According to the Founder, HCA Consult and Convener, Nigeria Healthcare Investment Forum, Dr Habeeb Moshood, at the second Nigeria Healthcare Investment Forum on Wednesday, the forum was organised in order to address the funding gap in the healthcare industry which has affected healthcare infrastructures, human resources even to the point of delivering good health care services.
He explained further that: “We want to breach this gap by connecting business leaders in the health sector with financial institutions, banks and major capitalists, bringing them together in order to evaluate the different opportunities we have in the healthcare sector.
“In the healthcare industry we have funding challenges, human resources challenges and consumer behavior which is the healthcare seeking behavior of the populace in this part of the world as major challenges. A lot of work is being done to address these challenges; both short-term and long-term measures are being taken to bring a reform in the sector.
“We have been creating productive synergy and engaging with other sectors; transportation, finance, environmental protection sector and every sector as they are intertwined, we have both intra and inter sectoral collaborations,” he said.
Meanwhile, the head of Memberships and Partnerships at the Private Sector Health Alliance of Nigeria (PSHAN), Ota Akhigbe explaining PSHAN’s involvement in the forum said, “Being a health sector player, PSHAN is about bringing fundings from the private sector to help the government in its healthcare goals, so in that space, we interact with a lot of stakeholders, HCA being one of them around the ecosystem. Therefore, anything around healthcare and the value chain, even as regards financing, is of importance to us.”

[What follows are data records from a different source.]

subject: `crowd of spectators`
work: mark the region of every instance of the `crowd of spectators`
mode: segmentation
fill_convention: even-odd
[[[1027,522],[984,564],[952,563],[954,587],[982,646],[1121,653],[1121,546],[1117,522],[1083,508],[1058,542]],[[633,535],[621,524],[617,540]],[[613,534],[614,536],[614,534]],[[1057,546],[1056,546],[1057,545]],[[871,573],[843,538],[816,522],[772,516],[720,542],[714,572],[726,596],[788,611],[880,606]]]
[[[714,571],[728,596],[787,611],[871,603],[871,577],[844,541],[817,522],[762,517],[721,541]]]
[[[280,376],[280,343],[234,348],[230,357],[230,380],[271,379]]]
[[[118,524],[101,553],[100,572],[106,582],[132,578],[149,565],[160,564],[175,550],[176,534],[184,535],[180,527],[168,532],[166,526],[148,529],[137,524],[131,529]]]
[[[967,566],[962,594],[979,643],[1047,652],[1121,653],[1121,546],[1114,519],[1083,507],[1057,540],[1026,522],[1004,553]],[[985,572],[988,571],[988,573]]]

To Mrs Akhigbe, the most interesting part of the agenda was the panel session where the Founder of the program presented a lot of innovations, what HCA and others are doing to breach that gap or good health care, building companies that will make healthcare more accessible to people, and adding funding to that is only going to add to the good narrative of improving healthcare for Nigeria which is something we are very interested in.
However, the Country Director, Healthillion Nigeria, Durojaiye Ajibola expressed the essence of a one-stop shop for everything health as Healthillion, linking people who need healthcare services to hospitals as soon as possible and making healthcare attention easily accessible.
He examined brain-drain and remuneration as reasons why Nigerian specialists in the healthcare sector opt out of the country, elucidating that Nigerian specialists feel underpaid unlike their counterparts all around the world.